SUM(20 to 100) = (100 - 20 + 1)(100 + 20)/2 = 81*60 = 4860 [see footnotes]
Also, the sum of all integers from 20 to 100 inclusive is not 210, since 100+99+98 is already a value that exceeds 210.
So I think the sum from 20 to 100 inclusive is 4860.
I hope this answer helps. You asked an excellent question.
One more comment: A for loop is especially suited to this task. We can accomplish the task of summing numbers using a for loop. The range function was made for tasks like this. The function call range(a, b+1) returns a list of numbers from a to b inclusive.
% python
>>> r = range(1, 10)
>>> r
range(1, 10)
>>> list(r)
[1, 2, 3, 4, 5, 6, 7, 8, 9]
Footnotes:
[1] We can calculate the sum of an arithmetic series by multiplying the number of terms (n) with the average of the first and last term (first term + last term)/2. Thus s = n(a + b)/2 where a is the first term and b is the last term. The value (a + b)/2 is the average of the first and last term and n is the number of terms in the series. This formula works for arithmetic series: series where each term increases by a constant difference.

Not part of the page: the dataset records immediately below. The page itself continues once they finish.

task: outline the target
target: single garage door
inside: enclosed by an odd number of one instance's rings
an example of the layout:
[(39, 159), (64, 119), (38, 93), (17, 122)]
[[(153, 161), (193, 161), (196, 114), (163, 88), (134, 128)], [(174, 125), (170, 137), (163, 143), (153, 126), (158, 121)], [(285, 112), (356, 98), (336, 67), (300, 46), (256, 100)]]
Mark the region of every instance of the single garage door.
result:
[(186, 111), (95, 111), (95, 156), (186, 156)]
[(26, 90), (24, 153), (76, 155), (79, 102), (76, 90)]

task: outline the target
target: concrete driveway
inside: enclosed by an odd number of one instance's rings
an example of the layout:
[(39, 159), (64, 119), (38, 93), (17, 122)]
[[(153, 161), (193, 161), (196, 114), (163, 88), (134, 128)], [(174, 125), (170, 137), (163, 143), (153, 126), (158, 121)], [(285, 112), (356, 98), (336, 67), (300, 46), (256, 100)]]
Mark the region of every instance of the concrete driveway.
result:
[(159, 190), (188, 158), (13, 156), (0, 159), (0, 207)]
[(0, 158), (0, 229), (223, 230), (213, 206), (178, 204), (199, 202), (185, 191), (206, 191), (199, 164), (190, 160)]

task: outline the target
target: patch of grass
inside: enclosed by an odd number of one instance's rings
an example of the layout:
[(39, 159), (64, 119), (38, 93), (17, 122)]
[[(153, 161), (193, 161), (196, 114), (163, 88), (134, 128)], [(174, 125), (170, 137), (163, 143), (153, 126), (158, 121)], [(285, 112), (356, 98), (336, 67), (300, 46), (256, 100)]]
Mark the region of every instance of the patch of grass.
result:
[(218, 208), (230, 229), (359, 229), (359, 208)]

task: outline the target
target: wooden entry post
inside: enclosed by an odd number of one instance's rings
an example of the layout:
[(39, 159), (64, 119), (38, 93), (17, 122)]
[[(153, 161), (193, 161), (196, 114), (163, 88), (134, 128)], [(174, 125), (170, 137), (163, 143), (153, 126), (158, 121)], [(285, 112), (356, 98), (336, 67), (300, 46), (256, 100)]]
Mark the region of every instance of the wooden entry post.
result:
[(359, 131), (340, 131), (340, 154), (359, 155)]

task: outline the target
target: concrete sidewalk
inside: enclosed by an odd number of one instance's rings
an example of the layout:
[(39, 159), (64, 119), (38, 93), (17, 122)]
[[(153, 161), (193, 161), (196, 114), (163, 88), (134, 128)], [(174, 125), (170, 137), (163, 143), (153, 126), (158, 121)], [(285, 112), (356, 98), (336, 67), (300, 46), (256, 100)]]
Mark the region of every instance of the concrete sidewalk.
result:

[2] In the series sum(20, 100, 1) there are 100-20+1=81 terms and the average term is 60. So sum(20, 100, 1)=81*60=4860. I'm using the notation sum(20, 100, 1) to mean the series in which the first term is 20, the last term is 100, and the difference between successive terms is 1. This formula for the sum of an arithmetic series was famously proven by Carl Friedrich Gauss. Gauss showed that the sum of an arithmetic series is the number of terms times the average term.